Revit log results indicate the following:

Each designer executes specific commands more than any other commands. As an example, it is shown for a designer that the cumulative frequency of three commands can reach up to 60 % of the entire number of commands executed by the designer.
A particular sequential pattern of design commands (“pick lines” → “trim/extend two lines or walls to make a corner” → “finish sketch”) has been executed 1000 times, which is 50% of instances associated with the top five discovered sequential patterns of design commands.
The identified sequential patterns can be used as a project control mean to detect outlier performers that may require additional attention from project leaders.
Productivity performance within the discovered sequential patterns varies significantly among different designers.

This math matches the conclusions from BIM Log Mining: Measuring Design Productivity article (written by Limao Zhang and Baabak Ashuri).

Navisworks log results indicate the following:

For a typical commercial project, bringing the Fire Protection trade model gives you more clashes with Mechanical then every other model.
To minimize the amount of clashes is to set up standard rules before starting modeling Plumbing.
Constructability issues have to be resolved as soon as possible. Constructability issues will definitely cause more clashes If you keep them in a backlog.

As I said earlier, it has to be something else (another piece of software, bluebeam template, google form, survey and so on and so forth) developed for the on-site and prefab teams to be able to collect data. With that being said, let’s try to answer the following questions.

Scenario #1: Let’s say that you shared with your field team a list of assemblies throughout your app that you think are critical to take full advantage of. How do you know that the assemblies you build are the right assemblies that people actually use as opposed to assemblies that are slowing them down. What if you could track how many items from these assemblies are being used for the whole company?

Looking at the above chart, I could easily consider getting rid of 4”sq box assemblies. Why deploy these to the whole company if no one seems to be using them much? With this knowledge you can shave valuable seconds of time that it takes to create or adjust these assemblies over again in your database.

Scenario #2: Let’s say that you have a trove of “approved” assemblies that you made available via the app. Wouldn’t you want to know how much time these are taking to build?

Having the ability to quickly see how much time it takes to build those assemblies allows you to dedicate time to them. For most companies, being able to focus some of their most valuable and expensive resources on things that are actually being used, means huge savings. Knowledge is time, and time is money.

Scenario #3: Now that you know what assemblies are being used, wouldn’t it be nice to know who’s using them?

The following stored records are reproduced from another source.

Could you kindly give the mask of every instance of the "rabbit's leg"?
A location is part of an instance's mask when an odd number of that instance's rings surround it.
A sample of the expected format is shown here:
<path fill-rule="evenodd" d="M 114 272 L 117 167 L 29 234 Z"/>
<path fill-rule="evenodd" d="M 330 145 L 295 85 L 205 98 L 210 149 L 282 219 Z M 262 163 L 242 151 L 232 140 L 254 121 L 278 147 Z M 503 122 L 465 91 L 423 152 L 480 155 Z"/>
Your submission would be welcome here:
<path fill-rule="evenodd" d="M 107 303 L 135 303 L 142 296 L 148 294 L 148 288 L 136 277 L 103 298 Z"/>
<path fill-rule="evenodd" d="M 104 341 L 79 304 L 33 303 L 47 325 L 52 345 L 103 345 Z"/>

You are investing time and money to create, maintain, and deploy these scripts. You spend time and money training your staff to be able to use them. It only makes sense to find out who is fully taking advantage of all that time and money spent on your digital assets. With this kind of data, you can easily pick their brain for potential improvements, but also figure out who might need some extra training and encouragement.

In addition, a few words about export from database. In the world of industrial automation, CSV (Comma Separated Variables) file formats are very common and an excellent way to transfer data between systems. I can’t say enough about how much time we were able to save on extracting data into CSV files for all kinds of automatic and semi-automatic machines in the shop (benders, cable and strut cutters).

Visualization

Once BIM data was accessible in DB SQL Server, the last step of automation was to prepare the environment for publishing dashboards developed in Power BI. See the diagram below.

As you can see some of the work has to be done manually (creating tables in SQL for example). But obviously, you are not going to do it on a daily basis, most likely monthly. Beyond that, I was able to make a pretty much automatic data visualization process.

Wrapping up

The idea that you need advanced help to collect, automate and visualize the AEC data is very hard to prove to a higher up management. Obviously, it requires a little bit more work and knowledge, depending on the complexity of the desired solution. On the bright side, with this option you are not limited to exporting data into just Excel files. It is possible to store the data directly in some kind of SQL database and, eventually, integrate it directly into some other software.

You can create applications for people in the field, anything that could get them closer to the prefabrication and design process, to make the communication process easier.

Templates are one of the most important parts of the smooth workflow. No matter how good you are at modelling or managing — a well organized project will save you a lot of time in the future.